The Illinois Fighting Illini (1-2) travel to Lincoln, Neb., to take on the No. 15 Cornhuskers at Memorial Stadium on Saturday afternoon (3:30 p.m. ET on ESPN2) following a bye week. Despite a 4-0 start, the Cornhuskers could probably use a week off, too.
Now nearly a full month into the season, injuries are starting to mount for Nebraska, particularly along its offensive line.
After losing a projected starter in Jerald Foster to a season-ending knee injury during fall camp, the Huskers were already thin on an offensive front that featured three new starters and two others taking over new positions.
Now it looks like Nebraska (4-0 overall, 1-0 Big Ten) might be down another starter this week against Illinois (1-2, 0-0), as sophomore right guard Tanner Farmer is considered doubtful and mostly likely out after suffering a high ankle sprain in Saturday's 24-13 win over Northwestern.
"Tanner is probably out," head coach Mike Riley said. "It's a high ankle sprain. He might need right through the bye to be healthy for the following week. So we'll see about that."
Nebraska was already using a former tackle in senior walk-on Sam Hahn to replace Foster at left guard, and while senior Corey Whitaker would take over for Farmer if he is indeed ruled out, the depth after that suddenly becomes a major concern.
Riley said right now the top backups at guard would be true freshman Boe Wilson and redshirt freshman Jalin Barnett, neither of which have played a single meaningful snap in their college careers.
In fact, while Wilson was briefly in the discussion for immediate playing time before the season, Riley had since stated he wanted to redshirt the former three-star prospect in 2016. Barnett, a former four-star recruit, has been plagued by minor injuries in his own right.
"It's just kind of the next man up kind of thing," Hahn said. "If somebody goes down, it's next person up to step up and make plays. We just have to get prepared in practice every day and take it from there."
The good news is that the Huskers feel good about Whitaker -- who earned one of the highest grades of any Husker offensive lineman after filling in for Farmer at Northwestern -- stepping into the starting lineup.
But the lack of depth after the first group could present some problems this week against an Illinois defensive line that Riley called the best Nebraska will have seen all season.
"We've lost two scout team players as a matter of fact, so our offensive line depth right now is not great," Riley said. "We've got to get this lineup set for this week and figure out how to practice for our defense, too, as we go through the week."

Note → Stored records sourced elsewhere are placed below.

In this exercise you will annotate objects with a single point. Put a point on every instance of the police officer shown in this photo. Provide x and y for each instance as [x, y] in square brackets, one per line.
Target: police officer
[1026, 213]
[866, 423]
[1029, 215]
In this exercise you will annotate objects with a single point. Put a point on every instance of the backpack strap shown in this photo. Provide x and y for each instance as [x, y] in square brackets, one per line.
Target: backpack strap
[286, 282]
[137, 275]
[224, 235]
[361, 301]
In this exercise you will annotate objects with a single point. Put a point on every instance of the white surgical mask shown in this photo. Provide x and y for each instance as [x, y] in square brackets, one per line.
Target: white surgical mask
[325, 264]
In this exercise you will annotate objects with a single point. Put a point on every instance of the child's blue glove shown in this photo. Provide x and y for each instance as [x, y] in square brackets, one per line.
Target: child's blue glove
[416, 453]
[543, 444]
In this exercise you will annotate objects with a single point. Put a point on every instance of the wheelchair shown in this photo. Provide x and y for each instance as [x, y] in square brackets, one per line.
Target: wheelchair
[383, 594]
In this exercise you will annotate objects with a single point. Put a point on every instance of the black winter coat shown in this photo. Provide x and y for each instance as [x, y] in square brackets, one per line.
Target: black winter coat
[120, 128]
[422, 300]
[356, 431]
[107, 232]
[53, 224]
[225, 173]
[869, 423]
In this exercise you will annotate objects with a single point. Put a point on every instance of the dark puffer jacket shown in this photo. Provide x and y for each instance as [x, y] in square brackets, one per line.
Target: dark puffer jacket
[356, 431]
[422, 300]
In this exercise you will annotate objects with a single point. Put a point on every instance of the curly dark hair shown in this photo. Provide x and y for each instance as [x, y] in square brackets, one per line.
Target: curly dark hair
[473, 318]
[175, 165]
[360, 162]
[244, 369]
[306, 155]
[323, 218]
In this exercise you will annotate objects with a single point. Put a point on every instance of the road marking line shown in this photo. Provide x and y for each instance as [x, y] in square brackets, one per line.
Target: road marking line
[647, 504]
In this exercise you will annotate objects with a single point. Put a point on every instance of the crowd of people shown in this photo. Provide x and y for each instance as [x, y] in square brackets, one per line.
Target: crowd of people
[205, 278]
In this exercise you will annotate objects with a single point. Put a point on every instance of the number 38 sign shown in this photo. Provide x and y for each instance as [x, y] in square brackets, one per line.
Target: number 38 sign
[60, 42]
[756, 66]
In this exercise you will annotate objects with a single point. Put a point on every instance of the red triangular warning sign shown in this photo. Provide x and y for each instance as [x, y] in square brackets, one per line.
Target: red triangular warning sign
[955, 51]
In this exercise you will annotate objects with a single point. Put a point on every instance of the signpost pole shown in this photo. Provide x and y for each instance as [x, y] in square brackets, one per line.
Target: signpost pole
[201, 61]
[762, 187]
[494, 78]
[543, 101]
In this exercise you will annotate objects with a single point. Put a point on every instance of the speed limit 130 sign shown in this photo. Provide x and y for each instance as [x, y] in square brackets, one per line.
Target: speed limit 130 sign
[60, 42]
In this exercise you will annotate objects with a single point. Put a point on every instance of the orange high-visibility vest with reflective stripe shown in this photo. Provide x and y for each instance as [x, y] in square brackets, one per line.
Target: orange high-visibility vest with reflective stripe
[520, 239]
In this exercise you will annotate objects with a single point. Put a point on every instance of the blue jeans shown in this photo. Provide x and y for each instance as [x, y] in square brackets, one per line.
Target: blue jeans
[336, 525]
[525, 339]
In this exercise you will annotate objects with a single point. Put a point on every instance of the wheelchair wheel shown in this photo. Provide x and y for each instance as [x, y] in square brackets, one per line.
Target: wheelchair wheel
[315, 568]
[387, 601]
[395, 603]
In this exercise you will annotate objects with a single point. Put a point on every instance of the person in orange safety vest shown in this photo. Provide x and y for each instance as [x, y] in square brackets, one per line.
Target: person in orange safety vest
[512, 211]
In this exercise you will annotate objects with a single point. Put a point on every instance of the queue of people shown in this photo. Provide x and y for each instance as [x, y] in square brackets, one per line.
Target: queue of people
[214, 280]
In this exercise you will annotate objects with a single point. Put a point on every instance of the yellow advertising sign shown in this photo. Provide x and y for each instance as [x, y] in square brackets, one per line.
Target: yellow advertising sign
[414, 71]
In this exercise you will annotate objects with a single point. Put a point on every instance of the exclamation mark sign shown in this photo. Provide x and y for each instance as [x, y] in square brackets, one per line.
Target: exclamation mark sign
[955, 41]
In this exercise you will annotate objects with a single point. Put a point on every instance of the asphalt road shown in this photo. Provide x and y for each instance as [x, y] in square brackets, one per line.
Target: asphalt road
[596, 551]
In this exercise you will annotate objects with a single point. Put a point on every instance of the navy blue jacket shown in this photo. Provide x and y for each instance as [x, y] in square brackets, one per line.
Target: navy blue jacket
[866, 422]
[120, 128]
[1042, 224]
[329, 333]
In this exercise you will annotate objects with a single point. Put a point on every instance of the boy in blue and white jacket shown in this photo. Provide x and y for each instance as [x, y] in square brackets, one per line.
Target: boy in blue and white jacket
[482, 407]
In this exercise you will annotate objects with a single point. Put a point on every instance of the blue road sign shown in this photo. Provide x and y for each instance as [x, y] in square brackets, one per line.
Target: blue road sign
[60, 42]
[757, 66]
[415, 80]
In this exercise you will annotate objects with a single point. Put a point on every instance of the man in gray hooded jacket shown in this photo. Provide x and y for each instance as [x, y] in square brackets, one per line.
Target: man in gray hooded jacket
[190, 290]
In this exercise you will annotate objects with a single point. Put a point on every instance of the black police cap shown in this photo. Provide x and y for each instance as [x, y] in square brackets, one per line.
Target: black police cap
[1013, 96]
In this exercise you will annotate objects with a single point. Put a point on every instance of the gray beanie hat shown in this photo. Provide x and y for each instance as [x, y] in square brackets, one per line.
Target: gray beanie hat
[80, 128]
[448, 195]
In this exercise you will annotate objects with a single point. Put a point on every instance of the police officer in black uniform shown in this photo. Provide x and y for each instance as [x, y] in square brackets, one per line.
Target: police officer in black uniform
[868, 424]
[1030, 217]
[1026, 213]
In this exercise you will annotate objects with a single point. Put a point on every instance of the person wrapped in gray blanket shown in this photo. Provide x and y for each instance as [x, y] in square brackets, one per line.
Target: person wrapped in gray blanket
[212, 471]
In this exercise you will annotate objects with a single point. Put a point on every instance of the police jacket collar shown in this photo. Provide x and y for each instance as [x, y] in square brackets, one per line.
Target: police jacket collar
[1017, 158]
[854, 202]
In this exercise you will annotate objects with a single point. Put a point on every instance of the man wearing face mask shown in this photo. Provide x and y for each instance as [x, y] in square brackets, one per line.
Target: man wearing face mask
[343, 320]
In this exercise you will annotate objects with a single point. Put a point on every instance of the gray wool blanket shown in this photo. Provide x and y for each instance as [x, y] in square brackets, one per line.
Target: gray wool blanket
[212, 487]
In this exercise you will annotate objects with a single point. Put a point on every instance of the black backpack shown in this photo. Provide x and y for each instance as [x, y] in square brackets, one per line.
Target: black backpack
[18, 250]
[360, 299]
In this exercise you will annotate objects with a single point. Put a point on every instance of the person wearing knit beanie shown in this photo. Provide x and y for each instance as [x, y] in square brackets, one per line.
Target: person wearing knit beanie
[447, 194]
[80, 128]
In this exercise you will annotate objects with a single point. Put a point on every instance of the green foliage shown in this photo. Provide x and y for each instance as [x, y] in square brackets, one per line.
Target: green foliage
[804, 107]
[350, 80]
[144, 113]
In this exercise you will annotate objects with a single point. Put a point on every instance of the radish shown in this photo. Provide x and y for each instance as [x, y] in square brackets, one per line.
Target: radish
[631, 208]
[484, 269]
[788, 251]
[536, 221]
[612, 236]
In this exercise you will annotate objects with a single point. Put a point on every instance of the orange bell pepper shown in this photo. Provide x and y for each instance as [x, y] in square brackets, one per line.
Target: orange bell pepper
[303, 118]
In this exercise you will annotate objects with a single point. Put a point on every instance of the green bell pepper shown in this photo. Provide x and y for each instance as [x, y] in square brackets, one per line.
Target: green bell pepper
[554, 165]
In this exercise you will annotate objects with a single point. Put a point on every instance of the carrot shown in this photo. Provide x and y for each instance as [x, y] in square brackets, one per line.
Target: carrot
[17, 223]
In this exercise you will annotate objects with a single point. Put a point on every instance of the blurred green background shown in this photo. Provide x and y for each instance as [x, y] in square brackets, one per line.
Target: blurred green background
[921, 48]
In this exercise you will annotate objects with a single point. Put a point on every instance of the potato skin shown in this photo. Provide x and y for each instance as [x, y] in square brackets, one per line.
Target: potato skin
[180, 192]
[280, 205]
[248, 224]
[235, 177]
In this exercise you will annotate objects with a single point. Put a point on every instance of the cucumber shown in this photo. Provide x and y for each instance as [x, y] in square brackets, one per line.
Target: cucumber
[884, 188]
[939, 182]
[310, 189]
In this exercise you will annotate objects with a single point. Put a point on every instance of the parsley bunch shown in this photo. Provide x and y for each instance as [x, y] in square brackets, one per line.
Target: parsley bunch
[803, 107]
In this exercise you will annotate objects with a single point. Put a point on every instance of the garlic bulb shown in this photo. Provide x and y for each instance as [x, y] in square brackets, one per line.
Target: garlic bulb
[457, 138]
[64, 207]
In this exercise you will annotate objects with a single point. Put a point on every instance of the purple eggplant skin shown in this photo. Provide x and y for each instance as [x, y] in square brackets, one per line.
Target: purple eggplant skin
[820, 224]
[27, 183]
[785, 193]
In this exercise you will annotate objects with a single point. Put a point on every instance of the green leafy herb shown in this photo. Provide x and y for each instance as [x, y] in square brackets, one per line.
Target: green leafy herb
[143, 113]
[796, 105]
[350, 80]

Riley won't get much sympathy from his former NFL head coaching colleague Lovie Smith at Illinois. The Fighting Illini come in off a 25-point loss to North Carolina and a 24-point loss to Western Michigan, and Smith decided to have the team go through a full contact practice on Tuesday to get ready for the Huskers.
"You try to hit on all phases of your game; special teams, of course the offense, defense," Smith said when asked what he hoped to accomplish during the bye week. "We've given up some big plays; we haven't made enough big plays on the other side of the ball. (We're) just really tightening the bolts on who we want to be. Not just in one area, it was all of us looking in the mirror. I think it's pretty obvious on what we need to do better; that's what we concentrated on."
No doubt one major emphasis for the Illini is trying to come up with a game plan to defend Nebraska's dual-threat quarterback Tommy Armstrong.
Armstrong accounted for 378 yards of total offense in Nebraska's victory at Northwestern, including setting a career-high with 132 rushing yards on just 13 carries en route to Big Ten Conference Offensive Player of the Week honors. Armstrong has now rushed for 227 yards over the past two games, and his running ability and Nebraska's willingness to use it has completely changed the identity of the Husker offense.
Nebraska is averaging 242.0 rushing yards per game to rank third in the Big Ten and 21st nationally. The Cornhuskers had a season-high 310 rushing yards at Northwestern and have rushed for at least 200 yards in three of four games.
But Nebraska is also among the nation's most balanced offensive attacks. The Huskers are also averaging 243.0 passing yards per game and 485.0 total yards per game, which ranks 23rd in the nation.